Those skilled in the art will appreciate that the configuration illustrated in FIG. 8 is not intended to be limiting of the computer device 800 and may include more or fewer components than those illustrated, or some components may be combined, or a different arrangement of components may be employed.
Fig. 9 is a schematic structural diagram of a computer device 900 according to an embodiment of the present application. The computer 900 may be a server. The computer device 900 may have a relatively large difference due to different configurations or performances, and may include one or more processors (CPUs) 901 and one or more memories 902, where the memory 902 stores at least one program code, and the at least one program code is loaded and executed by the processors 901 to implement the image Processing method provided by the above-mentioned method embodiments. Certainly, the computer device 900 may also have components such as a wired or wireless network interface, a keyboard, and an input/output interface, so as to perform input and output, and the computer device 900 may also include other components for implementing device functions, which are not described herein again.
In some embodiments, there is also provided a computer readable storage medium, such as a memory, comprising program code executable by a processor in a computer device to perform the image processing method in the above embodiments. For example, the computer-readable storage medium may be a Read-Only Memory (ROM), a Random Access Memory (RAM), a Compact Disc Read-Only Memory (CD-ROM), a magnetic tape, a floppy disk, an optical data storage device, and the like.
In some embodiments, there is also provided a computer program product or a computer program comprising computer program code stored in a computer readable storage medium, the computer program code being read by a processor of a computer device from the computer readable storage medium, the computer program code being executed by the processor to cause the computer device to perform the image processing method described above.

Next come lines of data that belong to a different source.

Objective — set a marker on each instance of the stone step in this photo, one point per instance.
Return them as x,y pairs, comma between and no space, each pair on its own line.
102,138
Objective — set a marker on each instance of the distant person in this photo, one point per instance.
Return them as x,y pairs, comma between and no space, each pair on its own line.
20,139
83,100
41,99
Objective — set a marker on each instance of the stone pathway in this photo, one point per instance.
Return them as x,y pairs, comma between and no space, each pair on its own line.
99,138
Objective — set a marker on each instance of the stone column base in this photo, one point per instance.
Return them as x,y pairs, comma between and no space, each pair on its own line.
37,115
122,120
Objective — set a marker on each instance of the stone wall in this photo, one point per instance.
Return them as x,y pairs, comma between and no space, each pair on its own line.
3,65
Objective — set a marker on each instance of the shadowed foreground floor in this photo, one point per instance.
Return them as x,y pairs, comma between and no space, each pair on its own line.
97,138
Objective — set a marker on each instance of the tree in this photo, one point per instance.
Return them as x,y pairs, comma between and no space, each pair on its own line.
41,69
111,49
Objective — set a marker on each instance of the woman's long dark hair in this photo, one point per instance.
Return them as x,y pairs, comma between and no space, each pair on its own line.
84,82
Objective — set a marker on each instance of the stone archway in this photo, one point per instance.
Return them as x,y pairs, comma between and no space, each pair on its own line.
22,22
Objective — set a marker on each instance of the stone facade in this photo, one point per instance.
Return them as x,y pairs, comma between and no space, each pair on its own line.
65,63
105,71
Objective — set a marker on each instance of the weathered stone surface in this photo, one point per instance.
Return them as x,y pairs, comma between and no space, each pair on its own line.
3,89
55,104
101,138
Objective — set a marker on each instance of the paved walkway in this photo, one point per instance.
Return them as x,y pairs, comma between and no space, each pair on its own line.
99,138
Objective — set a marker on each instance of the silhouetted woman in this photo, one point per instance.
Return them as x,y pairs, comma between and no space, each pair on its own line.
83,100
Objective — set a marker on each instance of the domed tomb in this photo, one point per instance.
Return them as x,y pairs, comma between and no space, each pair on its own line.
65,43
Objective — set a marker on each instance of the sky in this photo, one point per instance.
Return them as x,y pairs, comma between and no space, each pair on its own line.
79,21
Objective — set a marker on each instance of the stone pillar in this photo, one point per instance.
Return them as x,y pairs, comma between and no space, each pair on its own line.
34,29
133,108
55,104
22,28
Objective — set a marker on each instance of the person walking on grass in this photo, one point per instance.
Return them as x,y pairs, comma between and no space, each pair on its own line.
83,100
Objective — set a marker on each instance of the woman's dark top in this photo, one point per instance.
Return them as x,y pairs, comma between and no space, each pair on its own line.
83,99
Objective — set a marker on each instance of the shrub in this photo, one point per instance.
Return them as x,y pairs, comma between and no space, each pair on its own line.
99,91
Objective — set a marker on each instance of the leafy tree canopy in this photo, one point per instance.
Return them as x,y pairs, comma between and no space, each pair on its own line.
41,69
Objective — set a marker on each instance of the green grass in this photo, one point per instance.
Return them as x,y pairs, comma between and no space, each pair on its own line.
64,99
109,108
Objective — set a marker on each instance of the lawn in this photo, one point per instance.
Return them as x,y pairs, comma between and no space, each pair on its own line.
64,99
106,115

In some embodiments, the computer program according to the embodiments of the present application may be deployed to be executed on one computer device or on multiple computer devices located at one site, or may be executed on multiple computer devices distributed at multiple sites and interconnected by a communication network, and the multiple computer devices distributed at the multiple sites and interconnected by the communication network may constitute a block chain system.
It will be understood by those skilled in the art that all or part of the steps for implementing the above embodiments may be implemented by hardware, or may be implemented by a program instructing relevant hardware, where the program may be stored in a computer-readable storage medium, and the above-mentioned storage medium may be a read-only memory, a magnetic disk or an optical disk, etc.
The above description is only exemplary of the present application and should not be taken as limiting, as any modification, equivalent replacement, or improvement made within the spirit and principle of the present application should be included in the protection scope of the present application.

Claims (15)

1. An image processing method, characterized in that the method comprises:
inputting the base image and the reference image into an image processing network;
extracting image content characteristics of the basic image and image style characteristics of the reference image based on the image processing network;
based on the image style characteristics of the reference image, carrying out image style migration on the image content characteristics of the basic image at a characteristic level to obtain image fusion characteristics;
reconstructing the image fusion features into a target image based on the image processing network, the target image having image content of the base image and an image style of the reference image.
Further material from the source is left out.